NEW YORK
LA «LINEA rossa di Netanyahu» è davvero un segnale di guerra per il 2013?
«Attaccare l’Iran, per l’Italia e il resto d’Europa, è un salto nel buio, con grandissimo rischio e conseguenze destabilizzanti per l’intera regione. Noi — dice il ministro degli Esteri Giulio Terzi, in visita al Palazzo di Vetro — siamo convinti che il percorso che stiamo seguendo da diversi anni abbia avuto un salto di qualità con l’applicazione delle sanzioni petrolifere e di nuove misure durissime che Bruxelless discute in questi giorni. Bisogna insistere. Occorre premere sul regime, affinché ritorni al tavolo del negoziato, ma non per parlare di procedure, ma del programma nucleare»
In Siria c’è la proposta di difendere anche militarmente le zone liberate dai ribelli. L’Italia cosa farà?
«Ne abbiamo discusso con le principali componenti dell’opposizione siriana all’esterno e all’interno del Paese. E un’ipotesi suggestiva, che presenta però complessità progressive. Per istituire delle zone protette’ ci vuole un impiego molto significativo di mezzi militari e soprattutto un’autorizzazione del Consiglio di Sicurezza. E qui ricadiamo nella trappola dell’irrilevanza del Consiglio di Sicurezza in questi mesi, a causa dei veti di alcuni membri permanenti, che hanno riportato l’Onu a un clima da anni Novanta. C’è qualcuno che non capisce che con la guerra non si va da nessuna parte e affidandosi allo status quo di un conflitto che si aggrava e diventa endemico, si aprono sempre più spazi al jihadismo».
Il bacino del Mediterraneo è in fiamme, la primavera araba sta mostrando il suo volto violento. L’Italia è esposta. Libia ed Egitto rimangono affidabili per le nostre imprese e per i nostri mercati?
«Il presidente Morsi lo ha dimostrato col suo discorso all’Onu. L’Egitto di domani vuole diventare un Paese integrato e moderato in un sistema di nazioni moderate, anche se al suo interno esistono forze fondamentaliste. Morsi sta intensificando i suoi legami con l’Europa su economia, libertà d’impresa e ricerca. L’Italia viene dichiarata dal Cairo il principale partner di riferimento in Europa. Questi rapporti eccellenti e a tutto campo ci sono anche con la nuova Libia, riconosciuti nella «dichiarazione di Tripoli», che si ricollega al trattato italo-libico. Nel documento sono contenute le linee per il controllo delle frontiere, l’immigrazione, gli accordi per le infrastrutture, i crediti alle aziende, sui quali è già avviato il negoziato che proseguiremo col nuovo governo. Contribuiremo anche a creare delle strutture amministrative in Libia che oggi mancano».
Nei corridoi dell’Onu lei si è incrociato più volte con le autorità indiane. Che speranze vi hanno dato sulla decisione della Corte Suprema sui due marò?
«Ci siamo già visti 100 volte su questo caso. Abbiamo fiducia nella sentenza della Corte indiana. Voglio pensare positivo e restiamo in attesa. Se non riuscissimo a riportarli a casa, anche il tavolo delle Nazioni Unite potrebbe diventare importante per affrontare questa vicenda. Dovrà essere però una decisione collegiale all’interno del governo, perché si tratterebbe di una disputa tra Stati».
L’Italia torna in pista perla riforma del Consiglio di Sicurezza. Ma non siamo un Paese sottorappresentatoroanche a livello dei funzionari delle Nazioni Unite, mentre l’Onu potrebbe essere un ottimo sbocco per giovani che voglio intraprendere una camera e un servizio nell’organismo internazionale?
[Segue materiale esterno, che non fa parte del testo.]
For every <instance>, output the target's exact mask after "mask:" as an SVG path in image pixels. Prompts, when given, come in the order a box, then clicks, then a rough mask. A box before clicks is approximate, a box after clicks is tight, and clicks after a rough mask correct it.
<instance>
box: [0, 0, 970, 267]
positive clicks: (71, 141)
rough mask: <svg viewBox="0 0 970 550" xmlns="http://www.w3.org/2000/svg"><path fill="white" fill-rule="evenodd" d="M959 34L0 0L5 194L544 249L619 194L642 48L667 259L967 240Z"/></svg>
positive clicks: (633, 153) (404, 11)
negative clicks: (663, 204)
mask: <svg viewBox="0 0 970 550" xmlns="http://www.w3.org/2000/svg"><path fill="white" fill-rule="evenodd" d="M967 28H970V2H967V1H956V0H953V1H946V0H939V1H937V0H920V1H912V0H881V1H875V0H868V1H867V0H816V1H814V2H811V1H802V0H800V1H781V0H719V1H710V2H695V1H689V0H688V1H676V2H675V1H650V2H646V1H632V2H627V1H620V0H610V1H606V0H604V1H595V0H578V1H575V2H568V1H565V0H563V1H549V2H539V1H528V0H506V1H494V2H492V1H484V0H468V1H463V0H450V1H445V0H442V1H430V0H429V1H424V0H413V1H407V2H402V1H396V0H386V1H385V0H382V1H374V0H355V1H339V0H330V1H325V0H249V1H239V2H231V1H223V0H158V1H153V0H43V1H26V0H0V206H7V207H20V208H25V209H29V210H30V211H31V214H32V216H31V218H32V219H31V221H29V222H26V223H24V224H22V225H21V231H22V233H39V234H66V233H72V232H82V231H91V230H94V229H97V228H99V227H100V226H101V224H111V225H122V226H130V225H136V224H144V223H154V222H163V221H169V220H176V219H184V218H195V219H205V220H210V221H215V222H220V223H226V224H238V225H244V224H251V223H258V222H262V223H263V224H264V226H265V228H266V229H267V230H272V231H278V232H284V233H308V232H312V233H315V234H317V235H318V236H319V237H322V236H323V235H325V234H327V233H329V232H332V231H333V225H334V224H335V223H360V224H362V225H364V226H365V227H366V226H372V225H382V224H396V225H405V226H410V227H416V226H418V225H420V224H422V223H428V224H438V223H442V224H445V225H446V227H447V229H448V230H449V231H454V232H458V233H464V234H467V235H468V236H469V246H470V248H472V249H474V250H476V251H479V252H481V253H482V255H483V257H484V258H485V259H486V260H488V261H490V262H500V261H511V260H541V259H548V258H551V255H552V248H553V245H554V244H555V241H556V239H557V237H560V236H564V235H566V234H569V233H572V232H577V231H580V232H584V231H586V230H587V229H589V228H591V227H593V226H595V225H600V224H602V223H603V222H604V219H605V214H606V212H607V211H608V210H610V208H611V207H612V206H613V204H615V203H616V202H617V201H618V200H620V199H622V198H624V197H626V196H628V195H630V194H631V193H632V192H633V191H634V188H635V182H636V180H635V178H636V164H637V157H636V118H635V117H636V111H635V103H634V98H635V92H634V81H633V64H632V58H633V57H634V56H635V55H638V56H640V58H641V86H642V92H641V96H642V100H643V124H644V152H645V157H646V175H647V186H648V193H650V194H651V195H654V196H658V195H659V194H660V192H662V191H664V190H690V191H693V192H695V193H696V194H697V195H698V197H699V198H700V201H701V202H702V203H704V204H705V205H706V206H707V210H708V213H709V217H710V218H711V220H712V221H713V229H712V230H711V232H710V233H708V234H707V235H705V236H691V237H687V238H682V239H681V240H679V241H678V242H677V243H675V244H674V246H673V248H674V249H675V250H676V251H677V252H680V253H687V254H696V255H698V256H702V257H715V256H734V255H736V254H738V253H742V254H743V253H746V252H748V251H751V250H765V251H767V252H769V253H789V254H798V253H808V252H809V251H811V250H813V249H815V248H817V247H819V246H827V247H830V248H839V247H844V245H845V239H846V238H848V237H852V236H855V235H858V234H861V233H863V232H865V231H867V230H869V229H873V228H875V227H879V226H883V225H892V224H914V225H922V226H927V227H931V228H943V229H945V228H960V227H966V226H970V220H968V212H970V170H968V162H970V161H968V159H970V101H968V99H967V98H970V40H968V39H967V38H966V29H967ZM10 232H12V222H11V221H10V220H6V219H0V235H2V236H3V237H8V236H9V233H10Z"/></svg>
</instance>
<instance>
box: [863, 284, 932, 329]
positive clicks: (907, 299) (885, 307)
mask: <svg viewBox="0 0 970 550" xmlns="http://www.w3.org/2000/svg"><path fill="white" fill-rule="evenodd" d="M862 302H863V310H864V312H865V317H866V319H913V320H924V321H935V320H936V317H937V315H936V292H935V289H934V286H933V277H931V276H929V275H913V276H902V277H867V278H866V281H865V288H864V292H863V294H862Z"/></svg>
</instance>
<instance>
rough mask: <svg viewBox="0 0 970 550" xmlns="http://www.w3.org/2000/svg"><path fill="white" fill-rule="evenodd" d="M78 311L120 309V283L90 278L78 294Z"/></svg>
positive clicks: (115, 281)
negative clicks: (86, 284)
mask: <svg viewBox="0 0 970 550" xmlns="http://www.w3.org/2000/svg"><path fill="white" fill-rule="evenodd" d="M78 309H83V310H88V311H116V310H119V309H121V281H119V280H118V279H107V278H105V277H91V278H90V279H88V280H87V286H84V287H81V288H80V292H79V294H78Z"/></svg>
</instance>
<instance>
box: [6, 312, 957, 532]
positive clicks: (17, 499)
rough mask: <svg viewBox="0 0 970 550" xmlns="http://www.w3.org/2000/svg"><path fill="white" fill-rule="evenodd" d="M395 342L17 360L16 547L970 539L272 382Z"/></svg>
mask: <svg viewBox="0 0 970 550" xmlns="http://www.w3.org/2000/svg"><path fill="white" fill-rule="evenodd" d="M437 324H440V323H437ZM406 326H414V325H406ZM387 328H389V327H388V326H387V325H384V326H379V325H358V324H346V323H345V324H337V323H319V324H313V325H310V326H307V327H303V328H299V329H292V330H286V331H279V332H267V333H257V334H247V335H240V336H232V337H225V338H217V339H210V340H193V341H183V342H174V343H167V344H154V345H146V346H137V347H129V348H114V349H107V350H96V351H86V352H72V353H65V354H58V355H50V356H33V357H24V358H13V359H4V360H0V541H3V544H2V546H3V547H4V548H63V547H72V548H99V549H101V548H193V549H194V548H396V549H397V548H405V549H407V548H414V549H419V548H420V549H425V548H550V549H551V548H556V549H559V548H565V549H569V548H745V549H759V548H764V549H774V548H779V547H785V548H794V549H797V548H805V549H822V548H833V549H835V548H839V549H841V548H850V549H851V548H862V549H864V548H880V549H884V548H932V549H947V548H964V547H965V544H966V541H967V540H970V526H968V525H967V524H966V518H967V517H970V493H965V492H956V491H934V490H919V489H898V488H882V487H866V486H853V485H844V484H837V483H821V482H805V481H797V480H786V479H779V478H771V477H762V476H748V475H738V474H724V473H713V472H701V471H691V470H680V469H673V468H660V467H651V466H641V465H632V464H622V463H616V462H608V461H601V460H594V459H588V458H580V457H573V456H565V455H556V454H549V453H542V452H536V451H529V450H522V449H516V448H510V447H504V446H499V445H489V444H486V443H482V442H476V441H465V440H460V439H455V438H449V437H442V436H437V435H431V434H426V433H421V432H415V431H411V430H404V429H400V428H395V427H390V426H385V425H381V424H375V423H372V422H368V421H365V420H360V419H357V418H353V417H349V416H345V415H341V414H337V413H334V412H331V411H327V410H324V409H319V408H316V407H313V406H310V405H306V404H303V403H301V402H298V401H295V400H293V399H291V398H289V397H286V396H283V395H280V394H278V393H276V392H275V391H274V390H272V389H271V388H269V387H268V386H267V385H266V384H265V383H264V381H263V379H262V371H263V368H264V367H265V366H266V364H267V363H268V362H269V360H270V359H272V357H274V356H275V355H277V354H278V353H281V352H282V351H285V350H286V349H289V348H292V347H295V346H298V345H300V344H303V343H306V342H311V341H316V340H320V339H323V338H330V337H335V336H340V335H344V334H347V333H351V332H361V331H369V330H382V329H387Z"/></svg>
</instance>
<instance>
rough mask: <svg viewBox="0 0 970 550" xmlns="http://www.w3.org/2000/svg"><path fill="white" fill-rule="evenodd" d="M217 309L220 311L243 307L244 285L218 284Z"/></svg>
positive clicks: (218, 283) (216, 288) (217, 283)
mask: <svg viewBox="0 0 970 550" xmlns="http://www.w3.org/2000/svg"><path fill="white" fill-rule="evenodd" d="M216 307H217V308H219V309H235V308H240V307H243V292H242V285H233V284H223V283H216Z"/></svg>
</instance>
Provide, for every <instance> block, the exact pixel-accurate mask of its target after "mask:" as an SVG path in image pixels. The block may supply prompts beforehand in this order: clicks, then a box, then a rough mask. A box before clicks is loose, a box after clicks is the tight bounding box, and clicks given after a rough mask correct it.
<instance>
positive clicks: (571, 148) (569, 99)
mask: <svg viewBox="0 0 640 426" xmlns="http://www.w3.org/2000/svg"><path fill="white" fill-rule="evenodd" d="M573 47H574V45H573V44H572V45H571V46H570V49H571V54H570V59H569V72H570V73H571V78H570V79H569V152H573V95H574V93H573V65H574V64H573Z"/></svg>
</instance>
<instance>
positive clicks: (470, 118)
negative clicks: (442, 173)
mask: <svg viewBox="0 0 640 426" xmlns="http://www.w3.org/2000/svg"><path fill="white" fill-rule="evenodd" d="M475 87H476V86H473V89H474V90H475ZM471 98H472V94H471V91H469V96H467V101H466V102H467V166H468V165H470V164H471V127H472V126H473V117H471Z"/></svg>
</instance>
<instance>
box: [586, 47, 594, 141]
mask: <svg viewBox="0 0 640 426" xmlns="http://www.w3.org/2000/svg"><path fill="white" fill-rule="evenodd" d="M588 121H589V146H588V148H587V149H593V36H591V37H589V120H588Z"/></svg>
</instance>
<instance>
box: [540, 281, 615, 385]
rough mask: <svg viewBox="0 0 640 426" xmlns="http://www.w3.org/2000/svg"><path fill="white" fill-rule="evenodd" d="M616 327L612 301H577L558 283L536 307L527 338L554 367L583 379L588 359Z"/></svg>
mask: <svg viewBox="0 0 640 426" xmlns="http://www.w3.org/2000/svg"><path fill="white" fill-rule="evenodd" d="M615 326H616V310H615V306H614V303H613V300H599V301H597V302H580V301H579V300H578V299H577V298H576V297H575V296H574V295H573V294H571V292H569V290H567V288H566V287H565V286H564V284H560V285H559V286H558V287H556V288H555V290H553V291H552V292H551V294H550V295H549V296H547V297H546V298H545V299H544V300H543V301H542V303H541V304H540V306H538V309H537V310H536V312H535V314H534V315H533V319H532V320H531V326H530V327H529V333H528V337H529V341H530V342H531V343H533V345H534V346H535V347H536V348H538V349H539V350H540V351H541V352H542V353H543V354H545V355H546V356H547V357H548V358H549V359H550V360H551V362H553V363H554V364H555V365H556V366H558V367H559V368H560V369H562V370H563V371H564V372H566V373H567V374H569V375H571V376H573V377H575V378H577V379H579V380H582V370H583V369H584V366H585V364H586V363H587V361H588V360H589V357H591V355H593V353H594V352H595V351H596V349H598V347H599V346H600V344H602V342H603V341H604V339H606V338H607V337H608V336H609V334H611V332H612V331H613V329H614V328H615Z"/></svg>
«Siamo uno dei principali Paesi fornitori di peacekeepers, e uno tra i più attivi nell’addestramento. Siamo convinti che il Consiglio di Sicurezza vada adeguato ai tempi e ampliato. La nostra battaglia parte da lontano e venne rilanciata con forza dall’ambasciatore Paolo Fulci, del quale mi onoro di essere stato un collaboratore. Oggi occorre dare al Consiglio di Sicurezza una rappresentazione migliore del mondo e spazio a Paesi importanti di altri continenti, come l’Africa. Se non sarà possibile cancellare il diritto di veto per i 5 membri permanenti, il gruppo ‘United for consensus’, di cui siamo promotori, chiederà che i nuovi Stati a rotazione vengano democraticamente eletti e non cooptati. Con Monti abbiamo incontrato la componente italiana dentro l’Onu. Non è numerosa, ma molto qualificata. Puntiamo ad avere funzionari ad alto livello. Ci stiamo muovendo, ma chiederemo che venga dato qualche spazio in più anche ai nostri giovani più brillanti».